Brussel Sprout Bake with Leek and Sage

In a recent post on the food possibilities for roasted vegetables, I listed 16 different types of vegetables.  Now, I’m not a math person in the slightest, but a bit of Internet research suggests that the total number of veggie combos (from any 2 to all 16) would be “factorial 16” or approximately 21 trillion different dishes!  To put it mildly, we’ve got plenty of scope to experiment.

I’ve certainly been on a roasted-vegetable roll and suspect it will go on all winter.  First, these vegetables are easier on my wallet; they tend to be plentiful and cheaper in the winter.  Second, they’re good for me, being full of super-healthy nutrients.  And, finally, I can just about  eat them to my heart’s content.  Ever heard of anyone overdosing or gaining weight on brussel sprouts?  Me neither.

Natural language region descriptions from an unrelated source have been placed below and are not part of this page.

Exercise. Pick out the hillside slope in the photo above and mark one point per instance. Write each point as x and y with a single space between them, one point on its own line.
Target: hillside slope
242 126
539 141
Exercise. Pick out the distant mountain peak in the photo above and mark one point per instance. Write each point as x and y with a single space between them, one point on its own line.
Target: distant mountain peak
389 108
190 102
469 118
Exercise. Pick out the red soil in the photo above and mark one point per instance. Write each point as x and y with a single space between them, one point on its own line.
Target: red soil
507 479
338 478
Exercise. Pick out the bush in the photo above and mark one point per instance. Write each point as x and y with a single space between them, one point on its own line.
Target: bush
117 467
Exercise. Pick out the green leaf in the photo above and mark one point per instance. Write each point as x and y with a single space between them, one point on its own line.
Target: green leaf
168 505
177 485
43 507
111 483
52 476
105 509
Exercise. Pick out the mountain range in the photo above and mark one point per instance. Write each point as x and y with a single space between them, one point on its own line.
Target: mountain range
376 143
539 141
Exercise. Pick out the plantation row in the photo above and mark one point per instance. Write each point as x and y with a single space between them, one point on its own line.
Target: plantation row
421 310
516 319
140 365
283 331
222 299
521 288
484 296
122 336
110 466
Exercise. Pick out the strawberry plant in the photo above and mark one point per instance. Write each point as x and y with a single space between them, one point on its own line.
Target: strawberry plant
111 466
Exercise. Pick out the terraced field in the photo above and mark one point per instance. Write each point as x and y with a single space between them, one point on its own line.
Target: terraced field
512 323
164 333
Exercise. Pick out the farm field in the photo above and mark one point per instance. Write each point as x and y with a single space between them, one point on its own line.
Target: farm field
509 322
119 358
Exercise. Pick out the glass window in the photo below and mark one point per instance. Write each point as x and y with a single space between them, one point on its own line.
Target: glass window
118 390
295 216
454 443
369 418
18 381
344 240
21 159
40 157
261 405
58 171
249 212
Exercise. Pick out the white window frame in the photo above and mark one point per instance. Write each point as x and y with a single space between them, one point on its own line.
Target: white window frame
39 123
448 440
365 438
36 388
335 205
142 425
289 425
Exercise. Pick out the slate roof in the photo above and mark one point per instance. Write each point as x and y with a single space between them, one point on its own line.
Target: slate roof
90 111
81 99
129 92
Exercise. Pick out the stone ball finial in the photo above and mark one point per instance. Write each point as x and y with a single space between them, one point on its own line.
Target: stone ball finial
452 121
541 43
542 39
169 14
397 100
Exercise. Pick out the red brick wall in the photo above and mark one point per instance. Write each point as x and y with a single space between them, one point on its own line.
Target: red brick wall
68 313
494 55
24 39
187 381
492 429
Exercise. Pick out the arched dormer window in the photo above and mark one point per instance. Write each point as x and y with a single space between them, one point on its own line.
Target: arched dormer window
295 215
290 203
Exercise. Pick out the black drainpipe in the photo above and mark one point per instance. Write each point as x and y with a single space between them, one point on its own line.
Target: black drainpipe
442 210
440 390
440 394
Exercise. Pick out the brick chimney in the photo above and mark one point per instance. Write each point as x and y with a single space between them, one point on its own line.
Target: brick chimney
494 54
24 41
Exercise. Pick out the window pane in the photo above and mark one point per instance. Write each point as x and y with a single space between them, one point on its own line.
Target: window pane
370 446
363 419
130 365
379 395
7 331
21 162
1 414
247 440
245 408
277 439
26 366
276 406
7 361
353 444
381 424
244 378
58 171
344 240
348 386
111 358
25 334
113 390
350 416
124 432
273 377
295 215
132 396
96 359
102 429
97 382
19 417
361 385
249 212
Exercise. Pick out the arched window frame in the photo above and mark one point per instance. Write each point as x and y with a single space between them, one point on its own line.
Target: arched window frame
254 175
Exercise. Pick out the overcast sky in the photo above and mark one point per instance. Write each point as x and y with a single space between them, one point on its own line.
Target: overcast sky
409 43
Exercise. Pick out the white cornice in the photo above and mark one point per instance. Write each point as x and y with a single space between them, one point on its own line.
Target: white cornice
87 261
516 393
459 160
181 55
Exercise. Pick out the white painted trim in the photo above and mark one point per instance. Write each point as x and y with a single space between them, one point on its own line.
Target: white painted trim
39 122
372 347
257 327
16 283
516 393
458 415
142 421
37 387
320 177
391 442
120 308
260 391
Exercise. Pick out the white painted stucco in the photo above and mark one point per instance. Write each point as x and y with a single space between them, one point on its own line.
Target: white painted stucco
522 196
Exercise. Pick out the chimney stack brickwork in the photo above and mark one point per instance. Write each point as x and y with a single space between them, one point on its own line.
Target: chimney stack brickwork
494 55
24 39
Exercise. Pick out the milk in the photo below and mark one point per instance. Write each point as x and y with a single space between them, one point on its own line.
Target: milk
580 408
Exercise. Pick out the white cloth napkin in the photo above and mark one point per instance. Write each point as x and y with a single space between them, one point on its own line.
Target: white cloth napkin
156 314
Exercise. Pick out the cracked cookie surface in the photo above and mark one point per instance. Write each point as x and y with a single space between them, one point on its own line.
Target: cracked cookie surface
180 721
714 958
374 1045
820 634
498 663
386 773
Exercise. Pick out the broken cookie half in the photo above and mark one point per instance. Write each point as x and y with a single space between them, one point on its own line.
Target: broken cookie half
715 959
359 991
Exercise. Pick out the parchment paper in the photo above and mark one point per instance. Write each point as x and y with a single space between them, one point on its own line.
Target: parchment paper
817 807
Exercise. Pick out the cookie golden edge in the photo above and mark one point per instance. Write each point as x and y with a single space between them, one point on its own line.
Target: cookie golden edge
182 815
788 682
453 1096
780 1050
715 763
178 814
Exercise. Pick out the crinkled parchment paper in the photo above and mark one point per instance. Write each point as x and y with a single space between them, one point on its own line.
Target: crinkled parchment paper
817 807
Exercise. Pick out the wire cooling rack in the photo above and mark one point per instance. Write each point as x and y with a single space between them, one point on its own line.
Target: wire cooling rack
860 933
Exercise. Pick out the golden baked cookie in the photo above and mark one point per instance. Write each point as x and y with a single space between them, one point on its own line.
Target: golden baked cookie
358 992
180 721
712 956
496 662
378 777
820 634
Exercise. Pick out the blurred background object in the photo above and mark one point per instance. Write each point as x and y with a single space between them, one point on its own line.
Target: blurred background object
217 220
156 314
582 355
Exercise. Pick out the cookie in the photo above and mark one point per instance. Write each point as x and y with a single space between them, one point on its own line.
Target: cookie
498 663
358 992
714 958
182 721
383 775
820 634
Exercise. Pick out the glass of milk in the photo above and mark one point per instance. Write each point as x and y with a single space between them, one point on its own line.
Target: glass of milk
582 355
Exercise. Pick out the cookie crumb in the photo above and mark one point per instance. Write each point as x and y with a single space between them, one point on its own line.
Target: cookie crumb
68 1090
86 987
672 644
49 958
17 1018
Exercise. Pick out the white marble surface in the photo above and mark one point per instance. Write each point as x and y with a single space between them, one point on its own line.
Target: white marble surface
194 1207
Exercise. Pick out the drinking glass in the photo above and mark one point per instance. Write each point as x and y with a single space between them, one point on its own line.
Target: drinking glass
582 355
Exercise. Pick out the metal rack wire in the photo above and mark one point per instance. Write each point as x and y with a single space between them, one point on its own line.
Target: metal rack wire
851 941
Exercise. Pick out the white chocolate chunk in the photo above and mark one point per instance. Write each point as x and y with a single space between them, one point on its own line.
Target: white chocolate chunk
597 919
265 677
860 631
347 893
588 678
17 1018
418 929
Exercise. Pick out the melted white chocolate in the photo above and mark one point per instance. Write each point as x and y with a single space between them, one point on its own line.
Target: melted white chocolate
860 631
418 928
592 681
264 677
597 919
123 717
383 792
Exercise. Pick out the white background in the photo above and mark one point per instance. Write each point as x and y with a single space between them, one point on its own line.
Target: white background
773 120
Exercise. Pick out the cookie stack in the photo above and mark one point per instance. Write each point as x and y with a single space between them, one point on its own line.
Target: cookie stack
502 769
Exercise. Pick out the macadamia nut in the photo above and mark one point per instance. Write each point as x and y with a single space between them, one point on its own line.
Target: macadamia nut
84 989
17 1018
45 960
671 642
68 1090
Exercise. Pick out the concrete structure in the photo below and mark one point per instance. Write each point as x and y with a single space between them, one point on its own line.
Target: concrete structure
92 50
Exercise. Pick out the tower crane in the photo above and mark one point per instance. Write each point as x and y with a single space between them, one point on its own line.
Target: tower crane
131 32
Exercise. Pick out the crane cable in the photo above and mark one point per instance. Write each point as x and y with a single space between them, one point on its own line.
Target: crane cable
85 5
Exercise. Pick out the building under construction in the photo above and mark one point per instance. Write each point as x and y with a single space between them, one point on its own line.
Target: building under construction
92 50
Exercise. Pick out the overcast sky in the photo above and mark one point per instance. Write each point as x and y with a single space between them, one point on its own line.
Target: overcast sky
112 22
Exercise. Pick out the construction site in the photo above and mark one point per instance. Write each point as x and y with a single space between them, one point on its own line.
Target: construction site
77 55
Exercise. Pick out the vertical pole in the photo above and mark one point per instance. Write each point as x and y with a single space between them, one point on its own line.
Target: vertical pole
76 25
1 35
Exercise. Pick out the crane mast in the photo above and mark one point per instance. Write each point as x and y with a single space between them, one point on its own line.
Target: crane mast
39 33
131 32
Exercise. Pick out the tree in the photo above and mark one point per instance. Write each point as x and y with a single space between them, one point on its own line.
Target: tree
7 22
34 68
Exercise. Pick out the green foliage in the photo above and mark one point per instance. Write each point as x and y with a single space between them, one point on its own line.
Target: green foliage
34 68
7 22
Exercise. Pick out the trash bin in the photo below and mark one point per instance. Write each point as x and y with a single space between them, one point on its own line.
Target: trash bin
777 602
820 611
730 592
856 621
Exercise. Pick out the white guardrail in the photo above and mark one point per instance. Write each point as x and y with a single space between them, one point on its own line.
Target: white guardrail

This recipe came about because I thought brussel sprouts would be delicious with leeks, which are sweeter than regular onions, and that fresh sage, which I love, would suit the combination.  So I just threw them all together and then decided to sprinkle on some grated sheep romano cheese.  Yum!

The point of roasted vegetables is that you don’t have to be fussy about quantities.  So, if you follow this recipe, don’t worry if you use different amounts.  Just go for it!

Makes 1-4 servings

Ingredients

  • 2-3 cups of brussel sprouts
  • 1-2 leeks, sliced
  • 1-2 tbsp. fresh sage, chopped
  • 1 tbsp. oil
  • ½ tbsp. balsamic vinaigrette
  • Cooking spray
  • Salt, to taste

Directions

  1. Prepare brussel sprouts by cutting off the stem at the bottom and then halving each one.  Keep any leaves that fall off.
  2. Mix sprouts, sprout leaves, sliced leeks, and sage in a bowl.
  3. Add oil and vinaigrette and toss.
  4. Spray a shallow cooking pan with cooking spray.
  5. Bake in 375° F oven for 20-25 minutes or until you can pierce a sprout with a fork.  Onions will be dark brown at this point.
  6. Serve and salt to taste.

For Weight Watchers: The only thing that counts in this recipe is the tablespoon of oil.  Measure the quantity of your finished dish and decide on your number of servings.  Divide the servings by 3 points to get your point-value per serving.